Several studies have demonstrated that rotated segments of the embryonic hindbrain will repolarize to conform with the host gradients, and that the developing Mauthner (M-) s o n s reorient accordingly, tending to follow a normal course. To investigate the response of these axons to an irreversibly antagonistic polarity, we prepared Janus-headed telobionts in which initially descending M-fibers would begin to ascend upon entering the opposite head. About one-third of the fibers became disoriented within the graft region, evidently as a result of inadequate healing. The remaining two-thirds traversed the graft and continued to ascend the opposite head past the medulla and into the midbrain and forebrain. The apparent ease with which these M-axons made their way upgradient may have been enhanced by (1) inability of growth cones to respond to head-on gradients; (2) selective fasciculation; (3) weakening of the rostrocaudal (longitudinal) gradients as a result of birostral telobiosis; and (4) growth through intact tissue.

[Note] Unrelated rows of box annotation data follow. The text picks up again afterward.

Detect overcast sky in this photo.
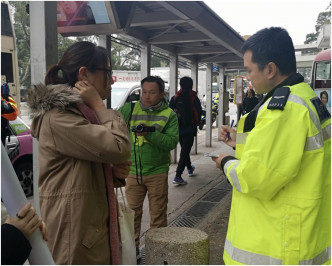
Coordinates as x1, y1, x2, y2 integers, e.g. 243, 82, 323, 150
204, 0, 330, 45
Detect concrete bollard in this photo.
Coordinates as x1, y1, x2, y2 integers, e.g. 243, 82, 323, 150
145, 227, 209, 265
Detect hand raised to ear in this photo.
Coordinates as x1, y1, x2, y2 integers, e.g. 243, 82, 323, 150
73, 80, 106, 112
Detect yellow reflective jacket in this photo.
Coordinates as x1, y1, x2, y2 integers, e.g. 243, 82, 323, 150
223, 82, 331, 264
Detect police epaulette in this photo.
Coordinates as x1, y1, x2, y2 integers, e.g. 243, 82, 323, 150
267, 87, 290, 110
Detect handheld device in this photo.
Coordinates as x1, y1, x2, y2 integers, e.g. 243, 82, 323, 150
204, 153, 219, 158
226, 119, 234, 141
131, 125, 156, 133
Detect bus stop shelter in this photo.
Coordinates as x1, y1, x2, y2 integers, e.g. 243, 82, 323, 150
30, 1, 244, 206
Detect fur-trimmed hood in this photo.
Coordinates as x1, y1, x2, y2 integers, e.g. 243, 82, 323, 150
27, 83, 82, 139
27, 83, 82, 119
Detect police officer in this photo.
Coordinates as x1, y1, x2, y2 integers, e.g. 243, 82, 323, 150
213, 27, 331, 265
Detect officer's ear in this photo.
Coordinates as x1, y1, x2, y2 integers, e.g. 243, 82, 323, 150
265, 62, 279, 79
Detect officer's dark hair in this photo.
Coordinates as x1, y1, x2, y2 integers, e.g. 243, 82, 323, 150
242, 27, 296, 75
180, 77, 194, 90
141, 76, 165, 93
320, 91, 329, 99
45, 41, 111, 87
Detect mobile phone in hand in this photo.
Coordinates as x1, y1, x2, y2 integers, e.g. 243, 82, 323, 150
204, 153, 219, 158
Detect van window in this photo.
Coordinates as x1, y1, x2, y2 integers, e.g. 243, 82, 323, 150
1, 53, 14, 83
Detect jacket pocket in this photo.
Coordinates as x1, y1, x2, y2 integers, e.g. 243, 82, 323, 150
282, 208, 301, 265
82, 226, 103, 249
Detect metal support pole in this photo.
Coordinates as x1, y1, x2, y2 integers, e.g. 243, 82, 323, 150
191, 61, 198, 154
141, 43, 151, 79
205, 63, 212, 147
218, 67, 227, 140
30, 1, 58, 214
169, 54, 179, 163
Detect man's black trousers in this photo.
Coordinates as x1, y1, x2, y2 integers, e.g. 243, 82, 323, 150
176, 133, 195, 177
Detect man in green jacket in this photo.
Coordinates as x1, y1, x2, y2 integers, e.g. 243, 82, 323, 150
119, 76, 179, 259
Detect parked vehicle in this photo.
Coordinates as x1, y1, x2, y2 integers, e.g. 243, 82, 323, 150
5, 117, 33, 197
111, 82, 169, 110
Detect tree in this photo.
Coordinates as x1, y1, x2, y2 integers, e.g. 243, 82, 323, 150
304, 3, 331, 44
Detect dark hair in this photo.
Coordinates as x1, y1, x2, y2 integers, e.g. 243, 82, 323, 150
242, 27, 296, 75
141, 76, 165, 93
45, 41, 111, 86
180, 77, 194, 90
246, 89, 256, 97
320, 91, 329, 99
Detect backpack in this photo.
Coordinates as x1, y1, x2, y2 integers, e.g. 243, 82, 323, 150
174, 93, 197, 126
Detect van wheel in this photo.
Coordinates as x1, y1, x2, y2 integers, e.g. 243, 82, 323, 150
15, 162, 33, 197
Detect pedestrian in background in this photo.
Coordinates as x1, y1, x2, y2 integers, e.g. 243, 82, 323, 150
27, 42, 130, 264
213, 27, 331, 265
242, 89, 258, 115
119, 76, 179, 259
169, 77, 202, 185
1, 82, 18, 145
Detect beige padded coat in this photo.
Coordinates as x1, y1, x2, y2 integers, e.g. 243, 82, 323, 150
28, 85, 130, 264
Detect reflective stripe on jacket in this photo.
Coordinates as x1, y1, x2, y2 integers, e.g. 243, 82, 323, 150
224, 83, 331, 264
130, 102, 172, 146
119, 100, 179, 175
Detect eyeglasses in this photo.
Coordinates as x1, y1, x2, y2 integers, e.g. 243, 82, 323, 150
91, 67, 113, 79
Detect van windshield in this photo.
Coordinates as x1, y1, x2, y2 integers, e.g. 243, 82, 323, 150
111, 88, 129, 108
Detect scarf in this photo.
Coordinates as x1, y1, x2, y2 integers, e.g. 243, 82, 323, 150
77, 104, 120, 265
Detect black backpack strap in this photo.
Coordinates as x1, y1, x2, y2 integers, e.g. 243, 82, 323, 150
127, 102, 136, 129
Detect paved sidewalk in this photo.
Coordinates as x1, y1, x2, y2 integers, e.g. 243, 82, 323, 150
136, 127, 234, 265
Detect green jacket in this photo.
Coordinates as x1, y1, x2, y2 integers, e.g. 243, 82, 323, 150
119, 98, 179, 176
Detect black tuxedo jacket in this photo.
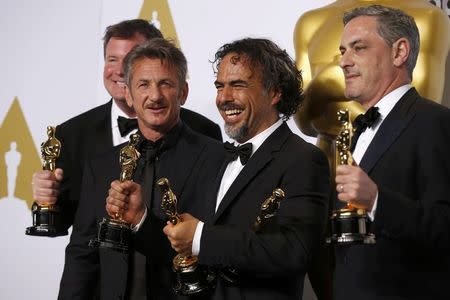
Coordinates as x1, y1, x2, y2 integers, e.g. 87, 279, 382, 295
59, 126, 224, 299
199, 123, 330, 300
56, 100, 222, 232
335, 88, 450, 300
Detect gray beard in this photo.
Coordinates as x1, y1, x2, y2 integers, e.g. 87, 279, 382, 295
224, 124, 248, 142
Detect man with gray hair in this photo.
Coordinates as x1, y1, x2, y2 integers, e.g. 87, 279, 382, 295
335, 5, 450, 300
59, 38, 224, 300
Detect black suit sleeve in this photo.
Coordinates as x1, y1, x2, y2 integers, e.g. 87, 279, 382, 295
58, 159, 99, 299
180, 108, 222, 141
56, 125, 83, 229
374, 109, 450, 251
199, 149, 329, 275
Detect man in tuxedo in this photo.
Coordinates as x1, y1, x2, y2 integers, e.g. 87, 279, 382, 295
335, 5, 450, 300
32, 19, 222, 235
59, 39, 224, 300
164, 38, 330, 300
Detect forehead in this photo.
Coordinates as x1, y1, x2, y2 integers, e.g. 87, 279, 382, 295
341, 16, 381, 44
105, 35, 145, 54
217, 53, 259, 80
131, 57, 177, 80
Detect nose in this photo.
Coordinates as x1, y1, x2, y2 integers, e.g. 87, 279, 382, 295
147, 84, 161, 102
114, 60, 124, 77
339, 51, 353, 69
216, 86, 233, 104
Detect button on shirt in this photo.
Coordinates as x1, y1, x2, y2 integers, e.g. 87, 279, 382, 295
352, 84, 411, 221
192, 119, 283, 255
111, 99, 137, 146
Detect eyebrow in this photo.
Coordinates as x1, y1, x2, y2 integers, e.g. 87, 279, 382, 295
339, 39, 363, 50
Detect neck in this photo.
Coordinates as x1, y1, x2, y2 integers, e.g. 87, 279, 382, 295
113, 99, 136, 118
138, 118, 178, 142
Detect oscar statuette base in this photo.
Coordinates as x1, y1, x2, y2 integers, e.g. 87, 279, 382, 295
173, 254, 216, 296
89, 218, 131, 253
25, 202, 68, 237
326, 208, 376, 245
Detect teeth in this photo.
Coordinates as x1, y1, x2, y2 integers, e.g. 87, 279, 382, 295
225, 109, 243, 116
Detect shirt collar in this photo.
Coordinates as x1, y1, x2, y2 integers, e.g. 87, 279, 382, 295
375, 84, 411, 120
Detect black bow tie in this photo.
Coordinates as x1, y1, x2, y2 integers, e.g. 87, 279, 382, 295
350, 106, 380, 153
117, 116, 137, 136
223, 142, 252, 165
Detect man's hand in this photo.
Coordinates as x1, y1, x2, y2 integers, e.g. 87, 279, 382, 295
106, 180, 145, 225
31, 168, 64, 205
336, 165, 378, 211
163, 213, 198, 256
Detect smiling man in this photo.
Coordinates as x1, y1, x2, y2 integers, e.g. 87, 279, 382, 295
335, 5, 450, 300
32, 19, 222, 235
59, 39, 224, 300
164, 38, 329, 300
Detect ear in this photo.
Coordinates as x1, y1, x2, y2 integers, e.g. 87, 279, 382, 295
125, 85, 133, 108
180, 82, 189, 106
270, 90, 281, 106
392, 38, 411, 67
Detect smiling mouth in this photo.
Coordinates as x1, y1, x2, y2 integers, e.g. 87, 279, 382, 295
114, 81, 125, 87
225, 109, 244, 117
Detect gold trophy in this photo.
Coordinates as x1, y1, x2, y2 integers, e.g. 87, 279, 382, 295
326, 109, 375, 245
25, 126, 68, 237
219, 188, 285, 284
156, 178, 215, 296
89, 133, 141, 253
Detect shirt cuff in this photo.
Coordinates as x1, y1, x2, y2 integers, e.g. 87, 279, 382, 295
367, 192, 378, 222
192, 221, 205, 256
131, 207, 147, 232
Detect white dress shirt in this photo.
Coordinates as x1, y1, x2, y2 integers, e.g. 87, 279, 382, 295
352, 84, 411, 221
192, 119, 283, 255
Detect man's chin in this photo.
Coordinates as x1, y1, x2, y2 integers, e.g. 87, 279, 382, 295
224, 124, 248, 141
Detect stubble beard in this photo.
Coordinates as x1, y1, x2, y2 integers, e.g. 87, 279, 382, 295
224, 123, 249, 141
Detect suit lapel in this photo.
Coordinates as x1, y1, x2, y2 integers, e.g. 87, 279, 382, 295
212, 123, 291, 223
154, 124, 205, 208
93, 100, 113, 154
360, 88, 419, 173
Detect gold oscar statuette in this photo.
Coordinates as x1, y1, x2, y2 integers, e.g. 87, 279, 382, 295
219, 188, 285, 284
326, 109, 375, 245
156, 178, 215, 295
89, 133, 140, 253
25, 126, 68, 237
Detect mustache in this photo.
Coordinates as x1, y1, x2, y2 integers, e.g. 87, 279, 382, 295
217, 102, 244, 110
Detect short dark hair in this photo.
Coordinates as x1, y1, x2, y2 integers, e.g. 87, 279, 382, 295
123, 38, 187, 87
343, 5, 420, 79
213, 38, 303, 120
103, 19, 163, 55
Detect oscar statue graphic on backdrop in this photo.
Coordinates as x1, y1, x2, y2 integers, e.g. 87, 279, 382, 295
25, 126, 68, 236
156, 178, 215, 295
327, 109, 375, 245
89, 133, 140, 253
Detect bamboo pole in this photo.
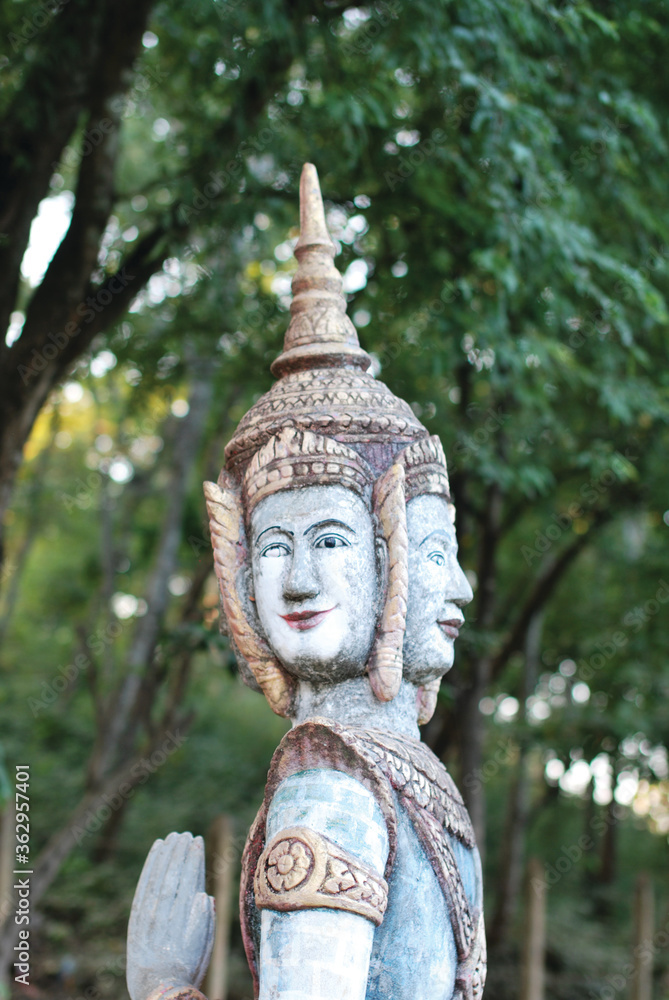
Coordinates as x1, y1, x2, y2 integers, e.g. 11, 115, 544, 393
631, 872, 655, 1000
203, 814, 236, 1000
520, 858, 546, 1000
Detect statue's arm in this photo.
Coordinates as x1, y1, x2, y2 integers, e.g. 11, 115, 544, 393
255, 769, 389, 1000
126, 833, 214, 1000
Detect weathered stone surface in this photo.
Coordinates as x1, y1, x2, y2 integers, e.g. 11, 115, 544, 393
128, 165, 485, 1000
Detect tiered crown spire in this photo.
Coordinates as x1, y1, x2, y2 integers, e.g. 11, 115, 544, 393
272, 163, 371, 378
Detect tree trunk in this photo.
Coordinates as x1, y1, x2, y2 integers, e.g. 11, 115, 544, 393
488, 610, 544, 949
520, 858, 546, 1000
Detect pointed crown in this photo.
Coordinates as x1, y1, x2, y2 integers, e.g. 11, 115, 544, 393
225, 163, 427, 480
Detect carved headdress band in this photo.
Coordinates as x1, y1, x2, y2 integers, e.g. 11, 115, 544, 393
396, 434, 451, 501
243, 427, 374, 516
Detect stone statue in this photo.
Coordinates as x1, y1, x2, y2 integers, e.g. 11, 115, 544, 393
128, 164, 485, 1000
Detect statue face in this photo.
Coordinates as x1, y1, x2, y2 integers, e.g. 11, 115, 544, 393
251, 486, 379, 683
404, 495, 474, 682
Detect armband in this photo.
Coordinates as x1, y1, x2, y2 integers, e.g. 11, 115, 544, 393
254, 826, 388, 926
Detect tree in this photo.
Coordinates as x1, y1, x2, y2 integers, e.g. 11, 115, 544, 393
0, 0, 669, 992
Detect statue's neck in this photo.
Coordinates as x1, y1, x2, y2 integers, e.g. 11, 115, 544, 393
293, 676, 420, 740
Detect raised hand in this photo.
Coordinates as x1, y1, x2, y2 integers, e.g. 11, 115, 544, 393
126, 833, 214, 1000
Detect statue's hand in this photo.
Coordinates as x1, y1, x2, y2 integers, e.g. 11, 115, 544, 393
126, 833, 214, 1000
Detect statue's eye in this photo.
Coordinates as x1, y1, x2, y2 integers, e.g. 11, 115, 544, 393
260, 542, 290, 559
315, 535, 350, 549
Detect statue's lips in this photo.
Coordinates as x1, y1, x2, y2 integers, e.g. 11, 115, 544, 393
281, 608, 334, 632
437, 618, 462, 639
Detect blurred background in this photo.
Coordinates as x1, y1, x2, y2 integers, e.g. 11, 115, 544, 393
0, 0, 669, 1000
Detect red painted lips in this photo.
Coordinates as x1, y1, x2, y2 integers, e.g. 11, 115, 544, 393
281, 608, 334, 632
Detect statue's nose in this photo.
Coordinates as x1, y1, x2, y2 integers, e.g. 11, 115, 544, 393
283, 544, 320, 601
446, 557, 474, 608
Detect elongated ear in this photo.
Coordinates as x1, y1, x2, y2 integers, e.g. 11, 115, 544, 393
203, 473, 294, 716
367, 464, 409, 701
416, 677, 441, 726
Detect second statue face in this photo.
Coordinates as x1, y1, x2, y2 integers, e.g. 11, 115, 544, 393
403, 495, 473, 682
251, 486, 379, 684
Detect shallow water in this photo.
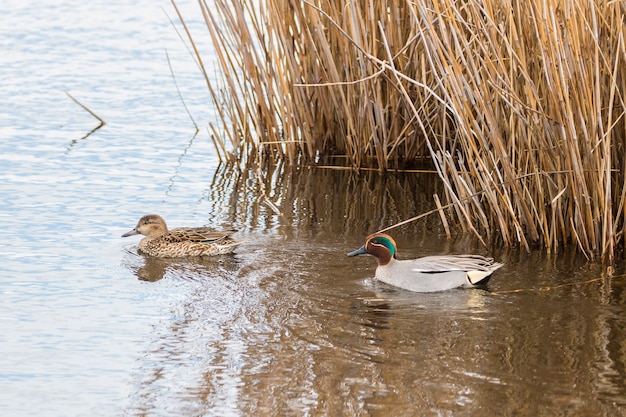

Most of these M-axons negotiated a rostrocaudal polar inversion in much the same way as commissural fibers normally do in passing from lateral to medial, then from medial to lateral. We suggest that crossing fibers may be impeded by their encounter with the contralateral antagonistic gradient, and that for this reason the rostrocaudal directional tendencies of decussating axons are expressed only after the midline has been crossed. This hypothesis does not require assumptions of right-left specificity or intricately coordinated timing of developmental events to explain decussation.